Regarding the viewpoint article by Robert Sharpe, “U.S. Drug Policy: Maximizing Harm Reduction” [September]: Just as in the U.S., individuals in the Netherlands and other countries who favor personal use of psychoactive and addictive substances have found positions within the framework of government agencies and used those positions to advance pro-legalization agendas. The term “harm reduction” was coined to give this agenda respectability and gain public sympathy. Unfortunately, the harm reduction does not include reducing the impact of drugs on society, but rather making it safer, more affordable and easier for drug users to do drugs.

According to Drug Policy Report (December 1994) Ethan Nadelmann, director of the Lindesmith Center (now the Drug Policy Alliance), a leader in the promotion of a drug policy based on harm reduction, explained the importance of harm reduction as an intermediate step toward legalization. “I am a big fan of harm reduction,” he said. “It is about making prohibition work better, but on our terms.”

The “reality based” drug information Nadelmann promotes includes handing out “Safe Crack Kits” to kids – primary targets of drug dealers – and teaching them to use illicit drugs safely. They should be teaching kids to obey the law. You do not find Nadelmann and his cohorts out teaching kids how to disobey traffic laws safely, or how to smoke cigarettes safely. Perhaps that is next on their agenda.

Efforts to reduce drug use would be far more effective if pro-legalization organizations and individuals were not working feverishly to undermine every prevention and law enforcement effort [directed] at demand reduction. The only visible sign of drug prevention in the U.S., the DARE program, has been unmercifully attacked by proponents of legalization.

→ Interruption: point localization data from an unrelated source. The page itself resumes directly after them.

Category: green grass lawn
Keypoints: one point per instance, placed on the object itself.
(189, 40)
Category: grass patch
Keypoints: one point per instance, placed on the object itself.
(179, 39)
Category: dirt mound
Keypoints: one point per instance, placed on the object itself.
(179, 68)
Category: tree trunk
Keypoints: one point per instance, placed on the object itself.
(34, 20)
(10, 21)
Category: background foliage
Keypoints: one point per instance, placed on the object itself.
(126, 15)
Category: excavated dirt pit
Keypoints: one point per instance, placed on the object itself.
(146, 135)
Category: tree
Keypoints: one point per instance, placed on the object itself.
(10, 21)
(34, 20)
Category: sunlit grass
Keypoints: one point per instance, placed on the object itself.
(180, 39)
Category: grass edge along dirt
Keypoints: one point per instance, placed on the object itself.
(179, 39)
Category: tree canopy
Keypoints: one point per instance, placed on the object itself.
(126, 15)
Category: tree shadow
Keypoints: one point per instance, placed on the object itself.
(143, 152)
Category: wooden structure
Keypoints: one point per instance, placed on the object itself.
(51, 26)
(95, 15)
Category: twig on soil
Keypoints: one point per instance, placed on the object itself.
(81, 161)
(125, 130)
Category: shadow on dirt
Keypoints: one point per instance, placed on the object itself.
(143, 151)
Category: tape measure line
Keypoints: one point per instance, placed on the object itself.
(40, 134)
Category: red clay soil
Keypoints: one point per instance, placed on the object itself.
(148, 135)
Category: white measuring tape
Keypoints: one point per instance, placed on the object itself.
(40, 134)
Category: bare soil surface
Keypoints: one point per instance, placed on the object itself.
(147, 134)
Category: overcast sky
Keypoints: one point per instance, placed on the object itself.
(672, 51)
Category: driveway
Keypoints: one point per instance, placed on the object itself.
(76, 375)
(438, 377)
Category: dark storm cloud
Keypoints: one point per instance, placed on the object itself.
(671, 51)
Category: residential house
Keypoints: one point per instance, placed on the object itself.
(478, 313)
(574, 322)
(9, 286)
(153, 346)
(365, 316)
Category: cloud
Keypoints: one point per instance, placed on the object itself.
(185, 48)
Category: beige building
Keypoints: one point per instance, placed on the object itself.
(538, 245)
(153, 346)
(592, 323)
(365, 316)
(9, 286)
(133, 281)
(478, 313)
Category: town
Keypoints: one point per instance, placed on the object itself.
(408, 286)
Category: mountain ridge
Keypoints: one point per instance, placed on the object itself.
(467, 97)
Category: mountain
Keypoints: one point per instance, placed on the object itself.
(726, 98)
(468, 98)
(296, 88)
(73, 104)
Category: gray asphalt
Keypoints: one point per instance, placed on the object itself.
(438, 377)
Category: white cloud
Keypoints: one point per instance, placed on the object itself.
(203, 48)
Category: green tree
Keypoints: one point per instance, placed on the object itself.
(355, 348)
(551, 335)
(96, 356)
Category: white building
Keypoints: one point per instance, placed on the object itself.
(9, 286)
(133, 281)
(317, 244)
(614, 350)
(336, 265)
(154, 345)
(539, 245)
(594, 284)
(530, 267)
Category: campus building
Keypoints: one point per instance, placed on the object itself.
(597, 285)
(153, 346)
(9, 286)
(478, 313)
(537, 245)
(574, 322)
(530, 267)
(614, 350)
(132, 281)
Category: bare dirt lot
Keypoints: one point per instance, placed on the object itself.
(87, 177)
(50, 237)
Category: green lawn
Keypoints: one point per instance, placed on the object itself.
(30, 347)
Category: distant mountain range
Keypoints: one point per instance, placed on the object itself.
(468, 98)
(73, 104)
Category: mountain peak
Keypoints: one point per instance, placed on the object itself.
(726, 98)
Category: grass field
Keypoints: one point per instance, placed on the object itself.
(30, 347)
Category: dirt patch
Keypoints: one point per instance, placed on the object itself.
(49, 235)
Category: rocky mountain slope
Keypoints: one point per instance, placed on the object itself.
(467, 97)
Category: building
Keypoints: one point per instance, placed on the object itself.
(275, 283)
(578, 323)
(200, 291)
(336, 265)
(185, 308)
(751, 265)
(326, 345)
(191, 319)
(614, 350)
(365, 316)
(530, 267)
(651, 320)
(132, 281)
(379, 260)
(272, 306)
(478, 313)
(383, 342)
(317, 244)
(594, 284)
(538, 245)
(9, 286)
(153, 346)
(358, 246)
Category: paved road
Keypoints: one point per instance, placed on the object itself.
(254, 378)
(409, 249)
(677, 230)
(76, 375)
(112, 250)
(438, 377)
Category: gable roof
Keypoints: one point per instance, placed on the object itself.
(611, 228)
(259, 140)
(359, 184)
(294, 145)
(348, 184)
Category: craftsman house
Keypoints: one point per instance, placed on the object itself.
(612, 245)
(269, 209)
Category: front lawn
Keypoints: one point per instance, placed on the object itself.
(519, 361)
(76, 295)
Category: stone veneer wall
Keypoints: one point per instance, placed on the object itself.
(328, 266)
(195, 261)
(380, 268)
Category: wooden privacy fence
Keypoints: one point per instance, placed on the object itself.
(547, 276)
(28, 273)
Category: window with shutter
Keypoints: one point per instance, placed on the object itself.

The real debate on drug policy is not law enforcement vs. those who insist they have a right to get high, regardless of the consequences. It is a debate between individuals who have had their lives decimated by drugs or have lost children or other loved ones to drugs, and those who dismiss that pain and grief as irrelevant, scoff at anti-drug laws, and insist on teaching our children how to do drugs. Where do you stand?